In the study of differential equations, the characteristic equation is crucial in finding solutions to linear differential equations. Specifically, in the context of third-order differential equations like the one given, the characteristic equation is a polynomial derived from substituting derivatives with powers of a variable, typically denoted by \( r \).
To form the characteristic equation, each derivative \( y^{(n)} \) in the differential equation is replaced by \( r^n \).
For example, given the equation \( y''' - 6y'' + 2y' + y = 0 \), the characteristic equation is acquired by replacing these derivatives as:

• \( y''' \) becomes \( r^3 \)
• \( y'' \) becomes \( r^2 \)
• \( y' \) becomes \( r \)
• \( y \) becomes \( 1 \)

Therefore, the characteristic equation is \( r^3 - 6r^2 + 2r + 1 = 0 \). Solving this equation helps find the roots, which are essential in constructing the general solution to the differential equation.

Computer Algebra Systems (CAS) are powerful tools used in handling complex computations, especially in solving differential equations. They simplify and expedite the solving process, which might otherwise be cumbersome by hand. When you use a CAS, it acts as an analytical companion, allowing you to focus on understanding the solution process and implications instead of just arithmetic.
Using CAS for our equation begins by inputting the differential equation \( y''' - 6y'' + 2y' + y = 0 \) to directly get the characteristic equation, \( r^3 - 6r^2 + 2r + 1 = 0 \).
After obtaining the characteristic polynomial, the CAS performs complex factorization calculations, quickly providing us with the roots \( r_1 = 1 \), \( r_2 = 2 \), and \( r_3 = 3 \).
By using a CAS, students can verify their hand-done computations, explore different solution methods, and gain deeper insights into the nature of differential equations.

Finding the general solution of a third-order differential equation requires determining the equation's roots from its characteristic polynomial.
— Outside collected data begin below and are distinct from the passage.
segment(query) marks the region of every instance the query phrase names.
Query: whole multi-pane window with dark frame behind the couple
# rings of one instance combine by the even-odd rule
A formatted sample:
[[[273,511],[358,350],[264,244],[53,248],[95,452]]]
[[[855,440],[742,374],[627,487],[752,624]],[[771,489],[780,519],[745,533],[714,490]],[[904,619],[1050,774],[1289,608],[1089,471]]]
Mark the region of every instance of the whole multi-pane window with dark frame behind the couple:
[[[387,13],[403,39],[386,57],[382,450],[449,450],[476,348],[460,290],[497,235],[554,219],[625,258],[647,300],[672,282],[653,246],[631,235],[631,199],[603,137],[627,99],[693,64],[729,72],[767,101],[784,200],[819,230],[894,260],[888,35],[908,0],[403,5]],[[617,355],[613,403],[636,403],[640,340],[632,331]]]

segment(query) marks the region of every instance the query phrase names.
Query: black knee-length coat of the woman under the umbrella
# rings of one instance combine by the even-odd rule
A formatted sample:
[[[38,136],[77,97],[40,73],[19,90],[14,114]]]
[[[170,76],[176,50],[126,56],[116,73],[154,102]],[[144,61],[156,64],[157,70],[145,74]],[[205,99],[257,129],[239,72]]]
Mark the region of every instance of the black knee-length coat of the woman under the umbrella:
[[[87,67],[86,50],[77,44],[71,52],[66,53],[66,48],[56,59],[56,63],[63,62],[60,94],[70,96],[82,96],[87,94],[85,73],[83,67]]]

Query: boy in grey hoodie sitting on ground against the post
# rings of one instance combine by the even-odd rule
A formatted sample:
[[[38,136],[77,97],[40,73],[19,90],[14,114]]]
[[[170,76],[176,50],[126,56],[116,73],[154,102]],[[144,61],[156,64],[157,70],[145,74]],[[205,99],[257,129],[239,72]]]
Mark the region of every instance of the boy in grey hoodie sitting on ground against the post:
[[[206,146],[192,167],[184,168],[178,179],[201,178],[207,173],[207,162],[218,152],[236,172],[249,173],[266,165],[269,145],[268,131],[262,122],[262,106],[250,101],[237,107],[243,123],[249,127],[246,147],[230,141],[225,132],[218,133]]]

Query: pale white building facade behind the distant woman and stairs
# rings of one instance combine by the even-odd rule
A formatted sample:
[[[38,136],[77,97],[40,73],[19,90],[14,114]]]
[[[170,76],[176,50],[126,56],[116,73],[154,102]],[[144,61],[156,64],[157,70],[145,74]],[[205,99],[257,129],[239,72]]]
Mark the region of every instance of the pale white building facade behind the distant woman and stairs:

The nature of these roots—real and distinct, repeated, or complex—affects the form of the solution.
For the given differential equation, the roots were found to be real and distinct: \( r_1 = 1 \), \( r_2 = 2 \), and \( r_3 = 3 \).
This results in the following form for the general solution:

• Each root corresponds to an exponential term \( e^{r_i t} \).
• Thus, the solution structure is \( y(t) = C_1 e^{r_1 t} + C_2 e^{r_2 t} + C_3 e^{r_3 t} \).

Substituting the found roots, we derive: \( y(t) = C_1 e^t + C_2 e^{2t} + C_3 e^{3t} \), where \( C_1, C_2, \) and \( C_3 \) are arbitrary constants determined by initial or boundary conditions, conveying how the system behaves over time.